De noodverordeningen die tot 1 juni van kracht waren, bevatten een kronkel die tot onterechte coronaboetes en een strafblad leidde. Wat ging er mis en hoe valt dit te herstellen?
Wat mag precies wel onder de noodverordeningen, en wat niet? Heel wat Nederlanders hebben zich die vraag gesteld de laatste tijd. Burgers, handhavers, juristen, journalisten, volksvertegenwoordigers en bestuurders: iedereen deed z’n best, maar kwamen we ook ergens?
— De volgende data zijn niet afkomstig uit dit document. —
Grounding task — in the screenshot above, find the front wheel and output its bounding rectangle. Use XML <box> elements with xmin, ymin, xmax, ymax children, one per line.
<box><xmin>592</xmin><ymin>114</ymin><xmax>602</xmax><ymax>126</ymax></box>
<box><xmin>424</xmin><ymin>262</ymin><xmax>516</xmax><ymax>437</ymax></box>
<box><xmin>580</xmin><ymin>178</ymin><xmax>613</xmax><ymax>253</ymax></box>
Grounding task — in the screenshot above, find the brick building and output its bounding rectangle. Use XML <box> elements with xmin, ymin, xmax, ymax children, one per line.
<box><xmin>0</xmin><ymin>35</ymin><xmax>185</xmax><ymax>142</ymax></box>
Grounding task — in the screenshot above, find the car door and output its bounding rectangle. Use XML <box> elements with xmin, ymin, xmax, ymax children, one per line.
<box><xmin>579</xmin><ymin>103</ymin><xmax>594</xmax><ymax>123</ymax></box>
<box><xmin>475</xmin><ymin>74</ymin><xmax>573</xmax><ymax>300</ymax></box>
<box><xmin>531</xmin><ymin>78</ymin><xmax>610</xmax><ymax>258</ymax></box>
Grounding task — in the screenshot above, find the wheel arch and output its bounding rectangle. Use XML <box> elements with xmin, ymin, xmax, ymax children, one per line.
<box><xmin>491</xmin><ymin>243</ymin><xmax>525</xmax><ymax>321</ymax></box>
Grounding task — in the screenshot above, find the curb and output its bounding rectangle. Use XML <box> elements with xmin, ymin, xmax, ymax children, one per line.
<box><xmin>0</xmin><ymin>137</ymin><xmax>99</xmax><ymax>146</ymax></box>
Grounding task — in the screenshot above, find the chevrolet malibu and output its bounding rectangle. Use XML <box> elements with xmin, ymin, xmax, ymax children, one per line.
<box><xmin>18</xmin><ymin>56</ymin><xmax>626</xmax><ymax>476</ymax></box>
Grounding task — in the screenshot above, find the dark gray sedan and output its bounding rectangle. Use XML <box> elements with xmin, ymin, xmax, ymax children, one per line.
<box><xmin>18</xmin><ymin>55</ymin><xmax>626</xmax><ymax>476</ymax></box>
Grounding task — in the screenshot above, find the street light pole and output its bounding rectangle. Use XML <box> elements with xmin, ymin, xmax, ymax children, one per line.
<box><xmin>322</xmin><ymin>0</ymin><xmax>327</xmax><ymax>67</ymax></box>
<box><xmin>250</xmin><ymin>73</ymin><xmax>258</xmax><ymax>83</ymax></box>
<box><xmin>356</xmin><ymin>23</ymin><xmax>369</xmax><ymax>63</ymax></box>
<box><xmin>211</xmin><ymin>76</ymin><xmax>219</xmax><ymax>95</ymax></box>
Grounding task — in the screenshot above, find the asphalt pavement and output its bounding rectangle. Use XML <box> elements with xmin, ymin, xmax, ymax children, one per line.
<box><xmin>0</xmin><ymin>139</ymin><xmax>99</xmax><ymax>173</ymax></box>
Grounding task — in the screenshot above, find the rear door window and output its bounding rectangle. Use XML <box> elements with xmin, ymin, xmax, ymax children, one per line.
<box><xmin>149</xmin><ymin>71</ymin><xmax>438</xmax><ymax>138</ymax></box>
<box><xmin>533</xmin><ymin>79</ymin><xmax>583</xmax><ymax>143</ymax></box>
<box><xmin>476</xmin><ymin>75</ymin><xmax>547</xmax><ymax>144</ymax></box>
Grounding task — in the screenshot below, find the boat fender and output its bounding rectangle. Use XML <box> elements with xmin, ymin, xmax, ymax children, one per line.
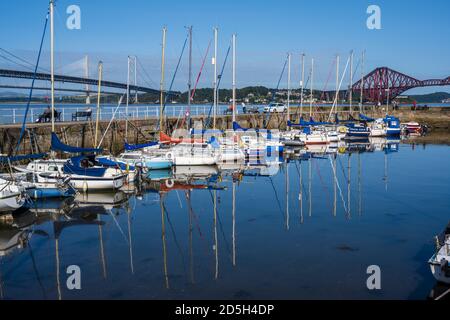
<box><xmin>165</xmin><ymin>179</ymin><xmax>174</xmax><ymax>188</ymax></box>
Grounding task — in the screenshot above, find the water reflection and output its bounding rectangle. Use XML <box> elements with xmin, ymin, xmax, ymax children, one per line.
<box><xmin>0</xmin><ymin>137</ymin><xmax>449</xmax><ymax>299</ymax></box>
Vaak wel, maar één onderdeel bleef tot het laatst toe glibberig en akelig pijnlijk voor alle deelnemers: de zeephelling.
Samenkomsten en groepsvorming
Deze zeephelling draaide in de kern om de volgende vraag: mag je met drie of meer mensen in de openbare ruimte samen zijn, mits daarbij anderhalve meter afstand wordt gerespecteerd? De begrippen ‘samenkomsten’ en ‘groepsvorming’ staan hierin centraal. Wie de helling op klauterde of dacht bijna boven te zijn, ging geheid weer onderuit. Er viel geen grip op te krijgen.
Vanaf maandag 1 juni is het antwoord ‘ja’. Groepjes die anderhalve meter afstand in acht nemen, hebben niks meer te vrezen als het goed is. Maar zo duidelijk wás het niet. Een voorbeeld dat landelijke bekendheid kreeg, is dat van een goudsmid in Schiedam. Ik ken deze zaak goed vanuit mijn praktijk. De ouders van de middenstander trakteerden hem en zijn vrouw op een gebakje, als hart onder de riem in lastige tijden. Ze peuzelden de lekkernij op in een nabijgelegen park. Op anderhalve meter onderlinge afstand weliswaar, maar toch werd het viertal beboet: kassa, bijna 1600 euro in totaal.
Dubbelzinnige regels en uitleg
Konden deze Schiedammers weten dat ze fout zaten? In alle redelijkheid: nee, dat konden ze niet. De autoriteiten hebben op z’n best dubbelzinnige boodschappen afgegeven op dit punt. In de noodverordeningen zelf, maar ook in de toelichting daarop. Zelfs vanuit de rijksoverheid, die ‘in de lead’ was en is tijdens de coronacrisis, en waar men op had mogen vertrouwen. Vanaf drie personen of meer zou er worden gehandhaafd, we horen het premier Rutte nog zeggen. Tenminste: als mensen niet minimaal de bekende anderhalve meter zouden respecteren. Zo zat het toch?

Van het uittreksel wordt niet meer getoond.